Le « S » n’éclipsera pas le « E »
La croissance soutenue de la demande des clients pour des démarches centrées sur l’environnement, ainsi que l’élan politique et réglementaire dans un certain nombre de pays, contribueront probablement à ce que les questions environnementales ne soient pas éclipsées par l’attention portée par les équipes aux problèmes de société.
En fait, une étude que nous avons parrainée au début de l’année a révélé que les questions environnementales restent 1 en tête des préoccupations des investisseurs. Lorsqu’on leur a demandé de classer les critères ESG, près de la moitié des personnes interrogées dans le cadre de l’enquête (46 %) ont déclaré qu’elles pensaient que les critères environnementaux étaient les plus importants, 34 % seulement citant la gouvernance et les 20 % restants les questions sociales.

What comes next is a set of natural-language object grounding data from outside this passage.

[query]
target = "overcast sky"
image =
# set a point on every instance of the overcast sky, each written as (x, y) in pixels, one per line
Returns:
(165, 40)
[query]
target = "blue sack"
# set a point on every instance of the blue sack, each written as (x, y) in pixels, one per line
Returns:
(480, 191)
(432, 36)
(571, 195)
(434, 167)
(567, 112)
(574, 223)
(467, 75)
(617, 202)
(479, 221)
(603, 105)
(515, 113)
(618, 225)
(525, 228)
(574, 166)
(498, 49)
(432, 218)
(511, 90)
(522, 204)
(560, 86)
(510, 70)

Il est incontestable que la pertinence croissante des questions environnementales associées au changement climatique, à la raréfaction des ressources naturelles et à l’efficience renforce l’intérêt pour les produits et solutions ESG. Ces thèmes d’investissement bénéficient également des pressions réglementaires. Il est encourageant de constater que, selon les résultats de cette étude, les conseillers réagissent à la demande croissante de leurs clients, ce qui devrait permettre une meilleure connaissance et une plus grande innovation du secteur dans cet univers.

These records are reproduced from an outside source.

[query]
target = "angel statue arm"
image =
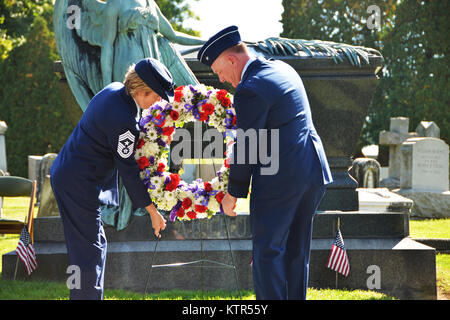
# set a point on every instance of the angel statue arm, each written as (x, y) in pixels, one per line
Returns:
(109, 35)
(166, 29)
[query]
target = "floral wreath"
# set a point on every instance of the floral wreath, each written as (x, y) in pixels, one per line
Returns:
(168, 191)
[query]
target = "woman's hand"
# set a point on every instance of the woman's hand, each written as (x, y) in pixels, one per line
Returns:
(158, 221)
(228, 205)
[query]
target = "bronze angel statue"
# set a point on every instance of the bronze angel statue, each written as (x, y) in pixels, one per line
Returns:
(112, 35)
(109, 37)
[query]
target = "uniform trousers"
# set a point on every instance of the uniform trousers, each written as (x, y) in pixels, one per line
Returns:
(80, 212)
(282, 232)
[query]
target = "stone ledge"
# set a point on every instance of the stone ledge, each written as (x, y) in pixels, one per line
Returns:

La crise a renforcé notre conviction que les entreprises qui prennent en considération les questions environnementales et sociales, et qui respectent des normes solides de gouvernance d’entreprise, seront probablement des entreprises plus résistantes et mieux à même de traverser les périodes de chocs. Nous restons convaincus que le temps investi dans la compréhension des critères ESG et dans leur prise en compte dans le processus d’investissement, en plus de notre engagement en tant qu’entreprise, fait de nous des investisseurs mieux informés.
Repenser l'impact social
Un nombre croissant d’entreprises se sont adaptées pour répondre à des modèles plus largement axés sur les parties prenantes en repensant le « S ».
Certaines entreprises, comme le géant mondial des cosmétiques L’Oréal, ont promis de payer leurs petits et moyens fournisseurs dès réception des factures, sans appliquer les délais de paiement réglementaires. D’autres ont donné la priorité au bien-être des employés, à l’instar de la société Internet japonaise GMO Internet qui a demandé à ses 4 500 salariés de rester chez eux et de travailler à distance, deux mois avant les mesures de confinement imposées par le gouvernement japonais. Au Royaume-Uni, Bet365 a déclaré qu’il garantirait les revenus pendant cinq mois et les emplois au moins jusqu’à la fin août 2020.
1. Franklin Templeton et NMG Consulting, mars 2020. L’étude a examiné le comportement de 800 conseillers et intermédiaires financiers vis à vis de l’investissement responsable sur 10 marchés du monde, dans les régions EMEA, APAC et Amérique du Nord.